宗一「お前はあの男に真っ直ぐ過ぎる。もう、あの男しか見えていないじゃないか」
撫子「……」
宗一「それじゃあ、ダメなんだよ。撫子、宝来堂のためにはならない」
撫子「やめて」
宗一「あの男さえいなくなれば、拓磨さんを見てくれるんだろう?」
撫子「おじいちゃま、やめて」
宗一「……言ったじゃないか。

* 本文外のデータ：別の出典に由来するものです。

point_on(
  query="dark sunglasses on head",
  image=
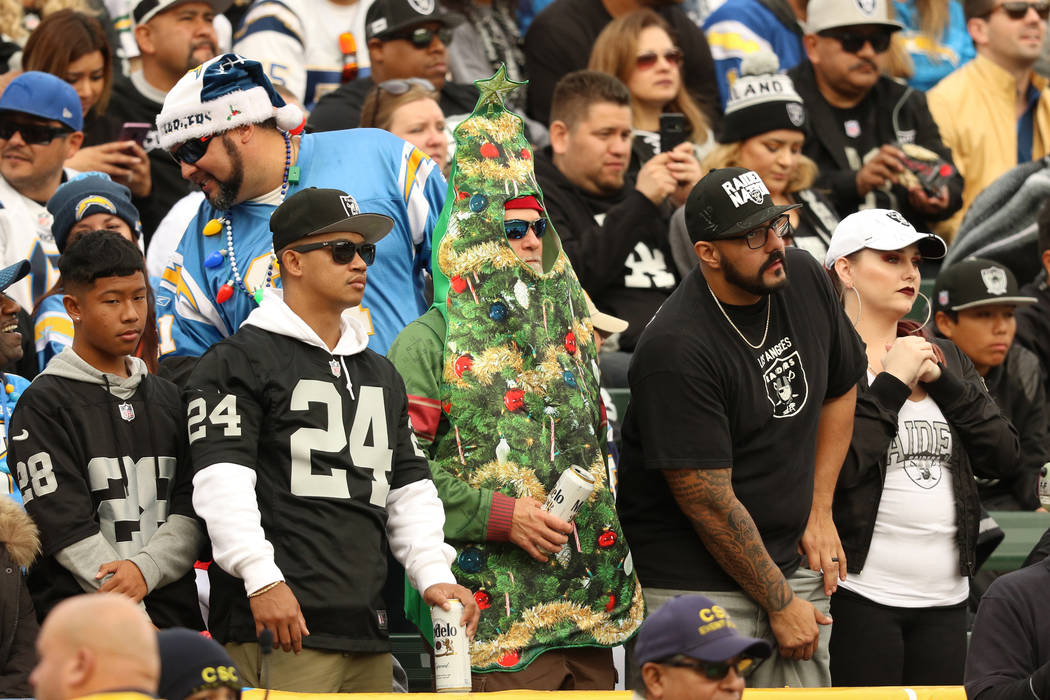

全力で潰すって」
撫子の前に来て、じっと撫子を見つめる宗一。
その目は、悲しい色をしている。
撫子「戦うわ」
宗一「え?」
撫子「私は柊くんのために戦うわ」
撫子は宗一をキッと睨み、鞄を持って部屋を後にする。
◯翌日の夕方、スーパーマーケット「ぜんきち」の前。
またゴミが散乱していて、それを店長が片付けている。
店長「あ、宝来さん」
撫子「店長、手伝います」
ふたりでゴミを片付ける。
店長「なんでかなぁ?最近多いんですよ、こういうの」
撫子「……すみません」
店長「ん?なぜ宝来さんが謝りますか?」
撫子「店長や従業員のみなさんに、お話しておきたいことがあります」
◯「ぜんきち」の休憩室。
店長と、複数人の従業員が撫子の前に集まった。
撫子「お時間割いていただき、感謝致します」
店長「何かあったんですか?」
撫子「実は……」
撫子は自分の家のこと、意志に関係なく婚約したこと、最近続いている嫌がらせは、自分に向けてされていることだと話した。
撫子「……私、婚約破棄を目指して動きますっ」
店長と従業員「……」
撫子「だからこの嫌がらせは続くと思うんですけれど、でも……、そんな私に協力してくれませんか!!」
撫子が手を挙げると、目をぱちくりしていた店長が、「もちろん」と、手を挙げた。
すると従業員の人達もみんな、「協力しますっ!」と、手を挙げてくれる。